A BONANZA RECALLED ONCE MORE

 


In 1953 I was rebuilding my first house in London’s Fulham Road from one that had been bombed in the war.  At the same time I was at art school and teaching myself to paint and 

selling landscapes. 


As the house was right next to Chelsea Football Grounds, a pet subject was the ground itself, and in particular what is known by Chelsea supporters as “The Shed End”.


I would set up my easel on a spectator’s gravel bank and paint away. 


I painted on canvas stuck to board, mariflayed previously by me using tailors’ canvas, hardboard, animal glue and very hot water. The size that  I favoured was 2 foot by 4 foot.


One of the finished canvasses was entitled “Neighbours on Saturdays” as Chelsea then only played on their home ground on Saturdays.


Those football days were a bit on the rough side, hemming me in and sometimes with my garden used as a urinal. But no-one seemed to mind an artist in their midst. 


“Neighbours on Saturdays” was exhibited at the Daily Express Young Artists Exhibition and failed to sell. Still framed, it was stacked away and forgotten. 

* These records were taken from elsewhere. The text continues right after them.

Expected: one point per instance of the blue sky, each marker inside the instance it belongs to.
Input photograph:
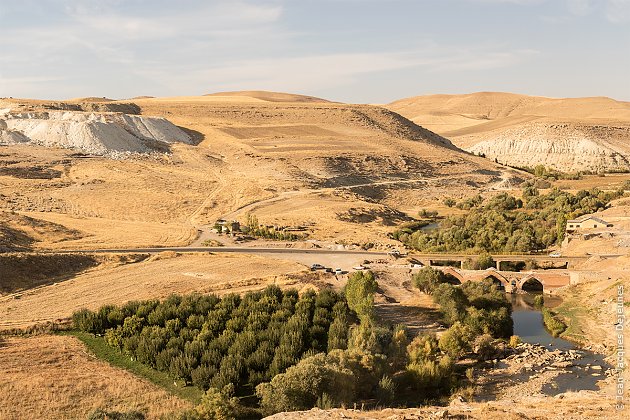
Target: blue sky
(359, 51)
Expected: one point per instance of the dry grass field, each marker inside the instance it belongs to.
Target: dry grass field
(53, 377)
(154, 278)
(573, 134)
(294, 162)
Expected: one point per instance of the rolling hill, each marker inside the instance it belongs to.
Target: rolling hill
(342, 171)
(574, 134)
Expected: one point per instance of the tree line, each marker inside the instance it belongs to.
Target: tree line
(504, 223)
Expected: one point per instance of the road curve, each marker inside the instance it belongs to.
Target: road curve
(236, 250)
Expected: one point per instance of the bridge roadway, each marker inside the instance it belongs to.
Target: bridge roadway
(282, 250)
(424, 258)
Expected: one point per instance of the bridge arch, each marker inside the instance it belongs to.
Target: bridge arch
(531, 283)
(496, 277)
(454, 274)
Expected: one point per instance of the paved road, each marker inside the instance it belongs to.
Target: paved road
(238, 250)
(280, 250)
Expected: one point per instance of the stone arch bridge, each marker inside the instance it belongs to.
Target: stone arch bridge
(512, 281)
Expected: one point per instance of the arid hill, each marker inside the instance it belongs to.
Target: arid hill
(99, 128)
(575, 134)
(340, 171)
(269, 96)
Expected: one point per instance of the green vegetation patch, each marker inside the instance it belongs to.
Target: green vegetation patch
(506, 224)
(99, 347)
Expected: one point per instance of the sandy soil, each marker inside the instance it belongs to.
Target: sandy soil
(571, 134)
(290, 161)
(156, 277)
(46, 377)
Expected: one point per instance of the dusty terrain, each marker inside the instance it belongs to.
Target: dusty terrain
(347, 174)
(342, 171)
(55, 377)
(156, 277)
(577, 134)
(566, 406)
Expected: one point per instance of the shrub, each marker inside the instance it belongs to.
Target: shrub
(498, 224)
(452, 302)
(359, 293)
(514, 341)
(456, 340)
(386, 391)
(483, 347)
(218, 405)
(302, 385)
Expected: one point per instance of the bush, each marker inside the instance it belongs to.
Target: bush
(452, 301)
(483, 347)
(300, 387)
(456, 340)
(218, 405)
(499, 224)
(359, 293)
(212, 342)
(386, 391)
(514, 341)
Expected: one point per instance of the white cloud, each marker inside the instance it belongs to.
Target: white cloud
(618, 11)
(317, 72)
(580, 7)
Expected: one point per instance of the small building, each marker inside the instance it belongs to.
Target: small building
(587, 222)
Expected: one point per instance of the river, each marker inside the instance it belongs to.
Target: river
(529, 326)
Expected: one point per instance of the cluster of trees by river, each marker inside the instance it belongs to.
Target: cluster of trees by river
(505, 224)
(276, 350)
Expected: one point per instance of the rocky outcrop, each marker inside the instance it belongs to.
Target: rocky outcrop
(565, 147)
(107, 134)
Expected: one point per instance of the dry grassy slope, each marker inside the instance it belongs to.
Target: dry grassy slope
(284, 161)
(264, 150)
(269, 96)
(152, 278)
(54, 377)
(567, 134)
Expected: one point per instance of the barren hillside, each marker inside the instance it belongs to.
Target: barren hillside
(96, 128)
(342, 171)
(574, 134)
(268, 96)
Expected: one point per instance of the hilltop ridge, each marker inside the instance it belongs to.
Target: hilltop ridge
(568, 134)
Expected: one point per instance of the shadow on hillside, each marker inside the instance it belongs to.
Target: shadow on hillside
(196, 136)
(23, 272)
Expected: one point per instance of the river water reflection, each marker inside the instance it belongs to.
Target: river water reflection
(529, 326)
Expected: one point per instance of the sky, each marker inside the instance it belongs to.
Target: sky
(360, 51)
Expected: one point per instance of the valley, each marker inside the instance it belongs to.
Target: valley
(86, 228)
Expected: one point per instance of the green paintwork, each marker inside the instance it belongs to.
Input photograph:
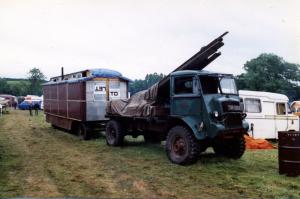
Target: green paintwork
(196, 108)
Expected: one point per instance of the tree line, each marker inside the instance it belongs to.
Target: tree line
(267, 72)
(22, 87)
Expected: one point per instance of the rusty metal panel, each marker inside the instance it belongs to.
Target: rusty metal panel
(95, 100)
(76, 110)
(289, 152)
(53, 92)
(76, 91)
(62, 92)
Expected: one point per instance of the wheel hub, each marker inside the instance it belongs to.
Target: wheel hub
(179, 146)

Years later, Margreet’s niece  became engaged to be married and, although the groom was an Arsenal supporter, we decided to give the painting to them as a wedding present. The engagement was broken off and the painting hung on the studio wall in Hammersmith.


It so happened that a man from Christie’s auction rooms came to look at my work and asked if he could sell “Neighbours on Saturdays”.  I agreed.


We decided that the title should be changed to “The Shed End”, that being more readily in the minds of supporters.  And we agreed on a reserve of £1500.  He took it away.


I went along to Christie’s Brompton Road salesroom on a viewing day to see where it had been hung. I can’t say that I was ecstatic as it was placed on a wall rather low down. I would rather have seen it at eye level.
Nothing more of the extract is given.